New byte code formats and implementation variants may also be adopted in the future. For instance:
§ The ongoing Parrot project aims to provide a common byte code format, virtual machine, and optimization techniques for a variety of programming languages, including Python. Python’s own PVM runs Python code more efficiently than Parrot (as famously demonstrated by a pie challenge at a software conference—search the Web for details), but it’s unclear how Parrot will evolve in relation to Python specifically. See http://parrot.org or the Web at large for details.
§ The former Unladen Swallow project—an open source project developed by Google engineers—sought to make standard Python faster by a factor of at least 5, and fast enough to replace the C language in many contexts. This was an optimization branch of CPython (specifically Python 2.6), intended to be compatible yet faster by virtue of adding a JIT to standard Python. As I write this in 2012, this project seems to have drawn to a close (per its withdrawn Python PEP, it was “going the way of the Norwegian Blue”). Still, its lessons gained may be leveraged in other forms; search the Web for breaking developments.
Although future implementation schemes may alter the runtime structure of Python somewhat, it seems likely that the byte code compiler will still be the standard for some time to come. The portability and runtime flexibility of byte code are important features of many Python systems. Moreover, adding type constraint declarations to support static compilation would likely break much of the flexibility, conciseness, simplicity, and overall spirit of Python coding. Due to Python’s highly dynamic nature, any future implementation will likely retain many artifacts of the currentPVM.
This chapter introduced the execution model of Python—how Python runs your programs—and explored some common variations on that model: just-in-time compilers and the like. Although you don’t really need to come to grips with Python internals to write Python scripts, a passing acquaintance with this chapter’s topics will help you truly understand how your programs run once you start coding them. In the next chapter, you’ll start actually running some code of your own. First, though, here’s the usual chapter quiz.
Test Your Knowledge: Quiz
1. What is the Python interpreter?
2. What is source code?
3. What is byte code?
4. What is the PVM?
5. Name two or more variations on Python’s standard execution model.

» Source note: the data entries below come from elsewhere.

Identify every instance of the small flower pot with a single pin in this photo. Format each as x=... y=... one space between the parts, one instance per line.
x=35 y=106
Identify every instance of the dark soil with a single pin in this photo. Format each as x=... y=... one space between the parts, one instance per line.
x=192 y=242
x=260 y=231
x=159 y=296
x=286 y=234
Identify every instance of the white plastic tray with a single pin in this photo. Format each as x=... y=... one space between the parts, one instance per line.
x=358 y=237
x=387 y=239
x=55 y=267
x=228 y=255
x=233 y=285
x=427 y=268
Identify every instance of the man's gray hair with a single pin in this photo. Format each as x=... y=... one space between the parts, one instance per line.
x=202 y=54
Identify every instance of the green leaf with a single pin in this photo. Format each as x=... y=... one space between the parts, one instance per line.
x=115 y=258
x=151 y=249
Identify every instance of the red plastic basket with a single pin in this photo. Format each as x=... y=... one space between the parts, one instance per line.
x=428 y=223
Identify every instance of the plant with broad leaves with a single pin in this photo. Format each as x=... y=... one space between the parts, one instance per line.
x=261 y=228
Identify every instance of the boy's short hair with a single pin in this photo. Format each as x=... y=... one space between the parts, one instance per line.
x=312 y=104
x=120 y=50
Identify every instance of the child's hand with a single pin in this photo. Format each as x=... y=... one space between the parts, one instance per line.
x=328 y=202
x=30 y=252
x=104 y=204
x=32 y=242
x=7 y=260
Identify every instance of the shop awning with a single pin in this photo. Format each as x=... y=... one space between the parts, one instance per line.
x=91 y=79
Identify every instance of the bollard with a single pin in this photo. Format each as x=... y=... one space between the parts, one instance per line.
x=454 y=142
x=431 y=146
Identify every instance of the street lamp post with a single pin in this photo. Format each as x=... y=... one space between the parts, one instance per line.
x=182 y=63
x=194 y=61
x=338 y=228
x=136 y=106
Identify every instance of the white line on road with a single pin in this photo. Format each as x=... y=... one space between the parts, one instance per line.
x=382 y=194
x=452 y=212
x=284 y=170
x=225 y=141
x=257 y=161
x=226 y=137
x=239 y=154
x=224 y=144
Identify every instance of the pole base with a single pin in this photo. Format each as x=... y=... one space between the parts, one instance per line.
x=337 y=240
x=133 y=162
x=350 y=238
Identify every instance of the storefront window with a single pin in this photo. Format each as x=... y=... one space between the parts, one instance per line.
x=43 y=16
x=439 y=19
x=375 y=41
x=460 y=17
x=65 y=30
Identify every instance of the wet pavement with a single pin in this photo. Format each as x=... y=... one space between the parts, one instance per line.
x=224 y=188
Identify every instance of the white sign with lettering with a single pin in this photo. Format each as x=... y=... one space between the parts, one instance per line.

6. How are CPython, Jython, and IronPython different?
7. What are Stackless and PyPy?
Test Your Knowledge: Answers
1. The Python interpreter is a program that runs the Python programs you write.
2. Source code is the statements you write for your program—it consists of text in text files that normally end with a .py extension.
3. Byte code is the lower-level form of your program after Python compiles it. Python automatically stores byte code in files with a .pyc extension.
4. The PVM is the Python Virtual Machine—the runtime engine of Python that interprets your compiled byte code.
5. Psyco, Shed Skin, and frozen binaries are all variations on the execution model. In addition, the alternative implementations of Python named in the next two answers modify the model in some fashion as well—by replacing byte code and VMs, or by adding tools and JITs.
6. CPython is the standard implementation of the language. Jython and IronPython implement Python programs for use in Java and .NET environments, respectively; they are alternative compilers for Python.
7. Stackless is an enhanced version of Python aimed at concurrency, and PyPy is a reimplementation of Python targeted at speed. PyPy is also the successor to Psyco, and incorporates the JIT concepts that Psyco pioneered.